No Need for Excuses

November 9, 2017

Captain Michael Morse, retired, Providence Fire Department

I used to think that my addictions would be my salvation should something dreadful happen while I was under the influence.
 
My demented reasoning led me to believe that all would be forgiven because I had a disease. I figured I could continue doing exactly what I wanted, which in my case included drinking absurd amounts of alcohol, abusing pain meds and pretty much whatever I felt like doing. I thought that the world that I chose to isolate from would understand that I was a victim, and needed help, not condemnation.

Problem is I wasn’t always physically impaired by drugs and alcohol. When I wasn’t I still believed that I was somehow protected because of my status as a person with a condition. That thinking allowed me the freedom to continue killing myself. I truly believed that I was only under the influence when I was inebriated. It took some time, but eventually I came to understand that my entire life experience had been taken hostage by the substances I was ingesting.


Even my sober thinking was influenced by the residual effects of my nightly foray into the escape of my choosing.

Work and family responsibilities often took me away from my destructive behaviors, and during those extended periods of abstinence I believed that everything was under control. All I had to do was endure whatever time it took to get back to business as usual. I believed that my work performance was fantastic and that I was quite the family man. It wasn’t, and I wasn’t. It took a lot of time for me to come to terms with that. I think my inflated opinion of myself had everything to do with my ability to live in denial which for me became more devastating than the actual episodes of inebriation. It must have been unbearable for my friends and family to witness, but I will never know the extent of it because I was too busy fooling myself with visions of grandiosity. I was indestructible as I self-destructed, full of fabricated arrogance and delusion.

Drunken men do drunken things. I was fortunate; the drunken things I did never exposed me or my family to ridicule. I managed to fall apart in relative anonymity, and recover in private as well. It is always a great time to seek help with addiction, but I believe the best time to so is before the imaginary trump card needs to be played. Truth is, the get out of jail free because I’m an alcoholic or addict card only exists in our mind. We will be held accountable for our actions, whether or not those actions were a result of our behavior triggered by our addictions. The world may forgive, but it never forgets. A person will be applauded for facing their addictions, yet still be condemned for allowing that addiction to fester.
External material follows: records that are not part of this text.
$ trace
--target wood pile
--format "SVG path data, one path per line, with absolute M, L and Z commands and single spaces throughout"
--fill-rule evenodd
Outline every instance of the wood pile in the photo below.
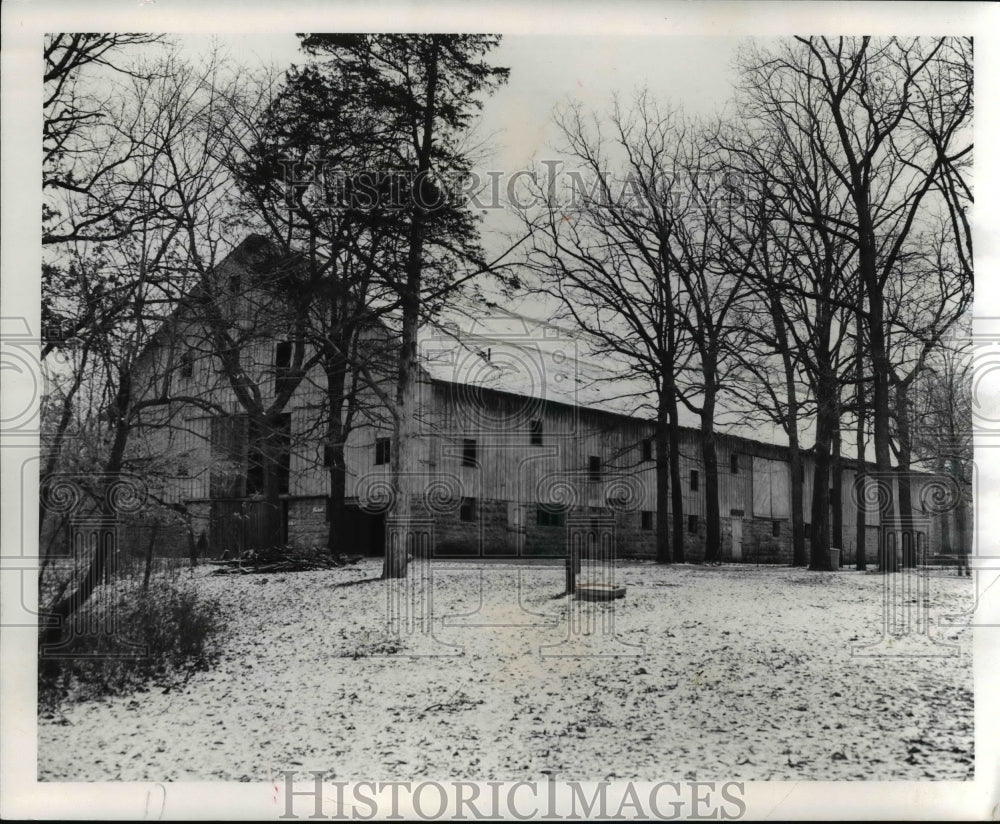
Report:
M 251 549 L 235 558 L 221 558 L 207 563 L 218 567 L 215 575 L 256 572 L 305 572 L 312 569 L 337 569 L 356 564 L 363 555 L 341 553 L 331 556 L 319 547 L 274 547 L 272 549 Z

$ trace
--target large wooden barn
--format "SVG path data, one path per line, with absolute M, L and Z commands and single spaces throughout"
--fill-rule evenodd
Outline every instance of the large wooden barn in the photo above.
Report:
M 217 277 L 234 283 L 252 277 L 264 265 L 259 248 L 249 241 L 241 244 L 217 268 Z M 234 306 L 233 322 L 240 324 L 239 302 Z M 282 414 L 281 534 L 261 535 L 251 427 L 218 358 L 206 351 L 203 330 L 196 327 L 183 313 L 165 323 L 140 362 L 136 384 L 160 391 L 156 376 L 169 375 L 175 395 L 211 398 L 215 409 L 180 403 L 169 414 L 154 410 L 136 439 L 135 458 L 168 467 L 155 481 L 158 497 L 183 505 L 179 508 L 188 513 L 193 534 L 204 534 L 213 554 L 276 539 L 324 546 L 330 473 L 328 444 L 318 422 L 323 374 L 310 373 Z M 282 328 L 287 334 L 280 318 L 270 326 L 258 323 L 241 353 L 264 398 L 273 395 L 287 367 Z M 510 312 L 482 307 L 463 317 L 456 311 L 448 322 L 422 330 L 419 364 L 418 470 L 405 483 L 431 524 L 436 555 L 560 554 L 568 524 L 581 518 L 611 525 L 619 556 L 655 555 L 653 416 L 641 392 L 617 380 L 621 373 L 612 365 L 588 357 L 578 337 Z M 385 379 L 391 381 L 391 375 Z M 369 400 L 345 442 L 346 501 L 355 551 L 378 555 L 384 552 L 385 490 L 394 444 L 389 416 L 379 410 L 375 395 Z M 719 431 L 723 560 L 790 562 L 790 490 L 793 483 L 803 484 L 808 519 L 811 457 L 804 453 L 803 476 L 792 478 L 787 443 L 776 430 L 720 421 Z M 685 557 L 696 561 L 704 556 L 705 500 L 699 433 L 693 425 L 683 430 L 680 464 Z M 853 560 L 856 549 L 855 474 L 856 462 L 845 460 L 839 501 L 844 563 Z M 919 484 L 914 500 L 921 500 Z M 935 516 L 926 535 L 933 545 L 929 551 L 938 551 L 941 519 L 954 517 Z M 879 540 L 874 506 L 867 524 L 866 552 L 874 559 Z M 186 546 L 185 532 L 178 529 L 171 540 Z M 164 529 L 160 534 L 162 542 L 172 533 Z

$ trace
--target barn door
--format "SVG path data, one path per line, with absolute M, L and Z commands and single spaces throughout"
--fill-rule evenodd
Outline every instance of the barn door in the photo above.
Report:
M 280 501 L 278 508 L 279 511 L 274 512 L 271 504 L 265 501 L 246 501 L 244 543 L 247 549 L 270 549 L 288 542 L 288 501 Z
M 733 560 L 739 561 L 743 558 L 743 519 L 734 516 L 729 523 L 733 531 Z
M 236 558 L 245 548 L 245 527 L 242 501 L 212 501 L 209 520 L 212 554 L 218 558 Z

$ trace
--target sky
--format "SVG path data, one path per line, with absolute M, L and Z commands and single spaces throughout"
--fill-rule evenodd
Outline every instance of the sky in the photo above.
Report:
M 746 38 L 726 36 L 636 36 L 634 34 L 508 34 L 488 59 L 510 68 L 506 85 L 485 101 L 470 144 L 480 146 L 477 171 L 499 171 L 504 180 L 532 162 L 559 157 L 553 113 L 571 102 L 588 112 L 606 112 L 615 96 L 628 103 L 648 89 L 664 108 L 710 119 L 730 105 L 737 72 L 734 60 Z M 292 34 L 179 35 L 185 54 L 207 54 L 218 45 L 237 65 L 279 69 L 304 63 Z M 482 240 L 488 256 L 508 247 L 517 222 L 499 209 L 483 213 Z M 482 288 L 501 301 L 491 284 Z M 506 302 L 535 317 L 554 307 L 539 306 L 537 296 Z

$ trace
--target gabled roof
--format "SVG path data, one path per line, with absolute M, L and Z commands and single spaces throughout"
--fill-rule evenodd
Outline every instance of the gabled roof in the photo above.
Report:
M 648 379 L 625 361 L 596 354 L 585 335 L 549 321 L 498 307 L 456 305 L 434 325 L 420 330 L 421 366 L 431 378 L 596 409 L 652 421 L 655 395 Z M 700 420 L 678 409 L 684 427 Z M 719 409 L 716 429 L 723 434 L 787 446 L 776 424 L 749 425 L 735 409 Z

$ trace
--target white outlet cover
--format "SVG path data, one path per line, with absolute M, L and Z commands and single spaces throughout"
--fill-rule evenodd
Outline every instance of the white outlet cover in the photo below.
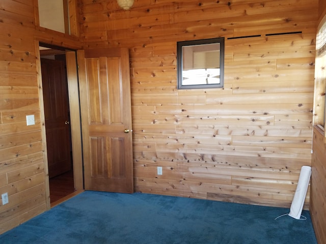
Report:
M 2 194 L 1 197 L 2 198 L 2 205 L 7 204 L 9 202 L 9 199 L 8 199 L 8 193 L 7 192 Z
M 157 167 L 157 175 L 161 175 L 162 174 L 162 167 L 159 166 L 159 167 Z
M 26 124 L 28 126 L 35 125 L 35 117 L 34 114 L 26 115 Z

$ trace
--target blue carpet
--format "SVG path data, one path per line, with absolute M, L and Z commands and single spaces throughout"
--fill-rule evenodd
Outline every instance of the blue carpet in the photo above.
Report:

The good we do by getting clean and sober will be overshadowed by whatever mistakes we make before doing so.

“The evil that men do lives after them; the good is oft interred with their bones.” – William Shakespeare

bar nightlifeWaiting for disaster to strike is not a good strategy, and a good strategy is exactly what is needed to beat addiction. You will not grow out of it. You will not get tired of it. You will not wake one day and say, “that’s enough of that.” You will have moments of clarity when these thoughts have an opportunity to grow into cohesive action. Those moments need to be nurtured, held on to with everything you have and not allowed to escape back into the abyss of the addicted mind. Recovery from addiction is absolutely possible, and one of the many advantages of living a sober life is having the ability to face everything life throws at us with no need for excuses.